Spark try best to parse all, if some row is not valid. It will add _corrupt_record as a column which contains the whole row.
While if it's plained json file file.

How to create an RDD from another RDD by extracting specific values?

I have an RDD which contains a String and JSON object (as String). I extracted required values from the JSON object. How can I use the values to create a new RDD which stores each value in each column?
RDD
(1234,{"id"->1,"name"->"abc","age"->21,"class"->5})

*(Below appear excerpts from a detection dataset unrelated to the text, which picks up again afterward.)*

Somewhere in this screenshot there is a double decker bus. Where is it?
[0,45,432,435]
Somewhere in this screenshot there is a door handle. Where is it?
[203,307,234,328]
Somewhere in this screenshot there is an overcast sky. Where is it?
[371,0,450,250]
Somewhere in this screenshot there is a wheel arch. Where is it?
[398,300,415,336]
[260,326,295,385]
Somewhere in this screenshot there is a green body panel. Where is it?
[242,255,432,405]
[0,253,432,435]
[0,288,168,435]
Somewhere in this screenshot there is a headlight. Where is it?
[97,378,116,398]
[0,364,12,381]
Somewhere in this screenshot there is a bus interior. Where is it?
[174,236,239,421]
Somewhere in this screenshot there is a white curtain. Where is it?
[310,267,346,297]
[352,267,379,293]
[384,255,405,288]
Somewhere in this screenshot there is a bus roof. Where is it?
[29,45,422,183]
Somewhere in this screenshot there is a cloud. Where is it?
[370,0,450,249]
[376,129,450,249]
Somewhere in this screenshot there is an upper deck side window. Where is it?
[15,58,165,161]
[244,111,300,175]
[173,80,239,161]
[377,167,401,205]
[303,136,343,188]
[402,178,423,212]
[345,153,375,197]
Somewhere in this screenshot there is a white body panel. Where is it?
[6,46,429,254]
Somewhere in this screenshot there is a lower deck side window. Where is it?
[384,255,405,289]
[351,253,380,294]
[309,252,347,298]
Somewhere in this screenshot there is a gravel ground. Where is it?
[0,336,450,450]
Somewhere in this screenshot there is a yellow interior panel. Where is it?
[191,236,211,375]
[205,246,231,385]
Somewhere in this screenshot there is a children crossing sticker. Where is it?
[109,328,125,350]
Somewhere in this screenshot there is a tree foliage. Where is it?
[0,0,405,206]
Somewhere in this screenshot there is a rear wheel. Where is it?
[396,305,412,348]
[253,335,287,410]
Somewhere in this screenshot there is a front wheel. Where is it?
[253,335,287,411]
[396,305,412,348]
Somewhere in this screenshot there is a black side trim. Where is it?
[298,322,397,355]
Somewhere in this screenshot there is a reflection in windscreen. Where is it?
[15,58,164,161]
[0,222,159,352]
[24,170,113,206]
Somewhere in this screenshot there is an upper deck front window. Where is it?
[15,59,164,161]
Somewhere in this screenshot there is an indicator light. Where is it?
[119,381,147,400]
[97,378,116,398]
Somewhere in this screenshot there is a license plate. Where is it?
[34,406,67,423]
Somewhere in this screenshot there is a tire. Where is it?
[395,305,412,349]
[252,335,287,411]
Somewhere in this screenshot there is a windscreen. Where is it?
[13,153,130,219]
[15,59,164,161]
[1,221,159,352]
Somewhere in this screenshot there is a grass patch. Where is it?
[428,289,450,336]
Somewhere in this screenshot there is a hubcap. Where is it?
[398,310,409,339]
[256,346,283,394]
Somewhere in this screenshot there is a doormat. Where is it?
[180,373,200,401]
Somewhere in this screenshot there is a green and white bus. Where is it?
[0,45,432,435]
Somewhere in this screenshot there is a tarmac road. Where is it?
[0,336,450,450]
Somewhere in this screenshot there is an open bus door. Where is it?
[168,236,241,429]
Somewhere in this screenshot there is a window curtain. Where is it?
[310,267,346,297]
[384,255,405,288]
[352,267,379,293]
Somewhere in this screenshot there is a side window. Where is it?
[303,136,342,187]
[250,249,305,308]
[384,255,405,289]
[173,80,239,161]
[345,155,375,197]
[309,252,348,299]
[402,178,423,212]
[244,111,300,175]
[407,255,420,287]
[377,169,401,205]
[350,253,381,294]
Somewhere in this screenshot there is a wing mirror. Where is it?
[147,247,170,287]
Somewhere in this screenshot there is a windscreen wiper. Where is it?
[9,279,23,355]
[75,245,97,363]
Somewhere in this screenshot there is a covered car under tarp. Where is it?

From which a map was generated as shown below.
"id"->1,
"name"->"abc",
"age"->21
"id"->2,
"name"->"def",
"age"->31
How to convert this to RDD[(String, String, String)], which stores data like:
1 abc 21
2 def 31
Not in front of a compiler right now, but something like this should work:
def parse(val row: (String, JValue)) : Seq((String, String, String)) = {
// Here goes your code to parse a Json into a sequence of tuples, seems like you have this already well in hand.
}
val rdd1 = ??? // Initialize your RDD[(String, JValue)]
val rdd2: RDD[(String, String, String)] = rdd1.flatMap(parse)
flatMap does the trick, as your extraction function can extract multiple rows on each Json input (or none) and they will be seamlessly be integrated into the final RDD.